Patient engagement has become an increasingly mainstream part of the conversation when looking for ways to advance the quadruple aim — better outcomes, improved patient experience, lower costs, and more joy and meaning at work — and rightly so. But as Rana’s and Tiffany’s stories illustrated, the strides made in patient engagement most often occur at the bedside, when the patient is already sick. While we’re doing better than we have in the past, we must do better still.

 

Later that same day, Bryan Stevenson, a lawyer and social-justice advocate, spoke of his experience defending those whom the system has failed. He told the story of a scared 14-year-old black boy tried for capital murder as an adult for defending his abused mother. Stevenson made it radically apparent that racial disparities are still shamefully present in society today. However, he did not speak from a position of defeat or anger, but one of hope.

 

Stevenson outlined a clear solution to addressing these disparities in society: proximity. Get past our assumptions, get into real communities, and understand the needs of individuals based on where they live, work, and play. In the context of the IHI National Forum, Stevenson seemed to be asking us: Is the healthcare system failing our patients by remaining too removed from their lives, by waiting until they are laying in the hospital bed to engage them in their own care?

 

This boy had an advocate and a partner in Stevenson, who ultimately had his case transferred to juvenile court. Stevenson was able to serve his young client well because he intimately understood his everyday world. In health care, we can be that partner for our patients.

 

That’s when the pieces clicked together, and I saw clearly a more evolved definition of what it means to meaningfully engage patients. We need to engage and empower patients before they reach the hospital to minimize their risk of getting there in the first place. To truly achieve meaningful patient engagement and high-quality care, it is necessary not only to engage patients to better address their biological needs, but to address their social needs, as well. In other words, patient engagement needs to move upstream.

 

How? In practice, there are a number of things that healthcare providers and organizations can do to incorporate this idea of Upstream Patient Engagement, by building on the lessons learned from the bedside. For example:

 

  • As we redesign our practice to address social determinants of health, ask for the patient’s and family members’ perspectives. We must validate our assumptions about what problems our patients and families are facing to discover what would be most meaningful to them.
  • Tap into the knowledge of community-based organizations and individuals with lived experience. Many organizations are partnering with CBOs or employing Community Health Workers, who often have personal connections with the patients and communities they interact with, to inform policies and priorities to ensure that they positively impact the lives of those they serve.​
  • When we screen our patients for health-related social needs, ask about patients’ preferences for how to address them. Accounting for cultural, religious, or personal preferences can significantly increase the likelihood that the patient will make the necessary connections to helpful services. In Latino culture, for example, refusing food can be seen as a sign of disrespect, so it is difficult to control food choices at family celebrations. Referral to services should be an informed, not an automated, process.

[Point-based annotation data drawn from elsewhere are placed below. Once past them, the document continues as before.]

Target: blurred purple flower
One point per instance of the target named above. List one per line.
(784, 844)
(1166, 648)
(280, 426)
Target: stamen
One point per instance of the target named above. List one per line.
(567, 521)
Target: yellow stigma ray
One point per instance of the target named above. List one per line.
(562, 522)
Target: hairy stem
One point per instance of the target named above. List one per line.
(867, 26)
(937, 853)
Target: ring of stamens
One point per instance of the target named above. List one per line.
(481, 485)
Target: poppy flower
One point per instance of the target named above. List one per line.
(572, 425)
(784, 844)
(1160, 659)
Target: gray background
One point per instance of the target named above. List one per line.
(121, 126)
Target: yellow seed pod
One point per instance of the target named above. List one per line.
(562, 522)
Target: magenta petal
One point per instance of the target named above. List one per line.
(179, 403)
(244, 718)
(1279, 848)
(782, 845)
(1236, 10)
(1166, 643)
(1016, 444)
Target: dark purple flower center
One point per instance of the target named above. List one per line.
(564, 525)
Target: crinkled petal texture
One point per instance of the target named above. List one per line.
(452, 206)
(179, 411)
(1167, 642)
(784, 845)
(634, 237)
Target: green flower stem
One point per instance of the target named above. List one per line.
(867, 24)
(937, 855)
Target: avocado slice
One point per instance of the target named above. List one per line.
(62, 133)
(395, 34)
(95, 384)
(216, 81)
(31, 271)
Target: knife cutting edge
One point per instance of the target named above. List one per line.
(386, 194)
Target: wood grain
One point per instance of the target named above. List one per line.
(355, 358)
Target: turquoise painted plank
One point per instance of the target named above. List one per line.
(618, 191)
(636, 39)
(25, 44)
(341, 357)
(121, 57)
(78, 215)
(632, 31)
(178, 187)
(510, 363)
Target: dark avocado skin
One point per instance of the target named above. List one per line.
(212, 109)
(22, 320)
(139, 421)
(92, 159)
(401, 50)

​The IHI Forum featured many fantastic sessions on advancing health equity, population health, and patient and family engagement, all of which were inspiring in their own right. However, I left with a desire to see all these conversations merge — to expand the definition of meaningful engagement.

 

I believe this idea is not only hypothetical, but doable, as well — and necessary to achieve the advancement of the quadruple aim. Change like this doesn’t need to be difficult; it always starts with a first step. What will your first step be?